I believe I would restore it.

Jed


----------



## Ernest (May 21, 2004)

Other than sentimental value, the weapon itself was produced in large numbers and there are still a ton of them available. Last one I bought in the mid '90's was $125.00, and the one I shot since age 17 or so (til a couple years back) I paid less than $100 for it. 
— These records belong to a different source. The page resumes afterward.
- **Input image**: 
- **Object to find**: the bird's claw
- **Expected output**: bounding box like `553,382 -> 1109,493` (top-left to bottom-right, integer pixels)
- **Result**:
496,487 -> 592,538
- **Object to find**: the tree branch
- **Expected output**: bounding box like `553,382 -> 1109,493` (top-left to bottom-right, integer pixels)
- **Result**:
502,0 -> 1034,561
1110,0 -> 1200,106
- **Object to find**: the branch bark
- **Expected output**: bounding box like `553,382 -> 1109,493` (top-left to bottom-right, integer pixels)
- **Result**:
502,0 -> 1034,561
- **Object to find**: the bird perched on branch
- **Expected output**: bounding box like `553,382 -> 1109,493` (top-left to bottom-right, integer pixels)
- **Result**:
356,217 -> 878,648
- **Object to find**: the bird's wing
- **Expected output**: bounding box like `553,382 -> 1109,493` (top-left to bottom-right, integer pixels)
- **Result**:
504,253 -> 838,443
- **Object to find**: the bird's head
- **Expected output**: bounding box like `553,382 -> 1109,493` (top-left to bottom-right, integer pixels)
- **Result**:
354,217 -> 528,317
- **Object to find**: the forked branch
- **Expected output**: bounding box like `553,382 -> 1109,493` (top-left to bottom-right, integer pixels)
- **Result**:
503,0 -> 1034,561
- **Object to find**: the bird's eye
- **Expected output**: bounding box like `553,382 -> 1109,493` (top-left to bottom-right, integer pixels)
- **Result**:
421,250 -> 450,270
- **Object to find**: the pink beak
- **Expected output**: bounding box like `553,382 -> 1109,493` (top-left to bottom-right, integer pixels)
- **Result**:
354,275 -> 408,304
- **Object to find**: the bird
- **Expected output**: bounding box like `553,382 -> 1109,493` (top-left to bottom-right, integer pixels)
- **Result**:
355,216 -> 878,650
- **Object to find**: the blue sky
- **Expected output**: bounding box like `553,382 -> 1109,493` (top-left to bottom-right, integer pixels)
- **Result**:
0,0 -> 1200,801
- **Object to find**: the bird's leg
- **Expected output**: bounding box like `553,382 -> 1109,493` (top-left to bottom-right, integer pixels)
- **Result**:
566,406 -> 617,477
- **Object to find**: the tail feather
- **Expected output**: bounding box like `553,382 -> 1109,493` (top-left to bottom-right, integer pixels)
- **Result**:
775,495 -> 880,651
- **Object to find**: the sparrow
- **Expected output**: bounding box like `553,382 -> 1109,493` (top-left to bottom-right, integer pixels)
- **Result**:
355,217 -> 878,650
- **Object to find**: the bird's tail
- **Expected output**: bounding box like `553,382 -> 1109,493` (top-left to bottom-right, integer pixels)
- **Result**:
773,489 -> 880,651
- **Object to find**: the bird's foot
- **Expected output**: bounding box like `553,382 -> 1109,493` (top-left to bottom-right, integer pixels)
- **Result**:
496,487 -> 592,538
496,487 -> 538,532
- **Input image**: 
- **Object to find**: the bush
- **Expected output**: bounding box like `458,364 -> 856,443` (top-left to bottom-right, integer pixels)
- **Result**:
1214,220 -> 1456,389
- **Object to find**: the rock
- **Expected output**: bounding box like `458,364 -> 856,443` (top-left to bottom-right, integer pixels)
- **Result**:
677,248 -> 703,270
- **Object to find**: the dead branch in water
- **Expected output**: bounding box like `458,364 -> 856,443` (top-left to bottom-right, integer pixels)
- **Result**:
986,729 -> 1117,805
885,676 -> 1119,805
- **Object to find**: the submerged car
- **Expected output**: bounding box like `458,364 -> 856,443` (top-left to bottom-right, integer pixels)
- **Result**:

Park or blue the rusting parts and keep shooting. Watch the recoil springs though. They get weak over time.


----------



## Levelwind (Apr 15, 2005)

They're a workhorse, and, like Ernest said, not worth a lot of money. Personally, I'd have it reblued. Refinishing does lower the value on some guns but it depends on what condition they're in to begin with. I don't think you would hurt the modest value of that gun, and anyway, you want to keep it and shoot it. As far as worn parts, don't borrow trouble. If it shoots good, just shoot it. Those old guns will still be shooting good when they pat us in the face with a shovel.


----------



## Hardhead1012 (Apr 2, 2008)

put it up and don't shoot it.....lol


----------



## steverino (Mar 8, 2006)

*levelwind*

You have such a way with words!!! they comfort us and make us want to look forward to the future!!!


----------



## Trouthunter (Dec 18, 1998)

Have it restored and enjoy it. Why not? You're not going to sell it or at least I hope you wouldn't sell it.

TH


----------



## steverino (Mar 8, 2006)

*shotgun*

As previously stated by several others, since it has sentimental value to you, you would/should not sell or part with it. I would do the work required to maintain/preserve it so that you can pass it down to your son. No more, no less.


----------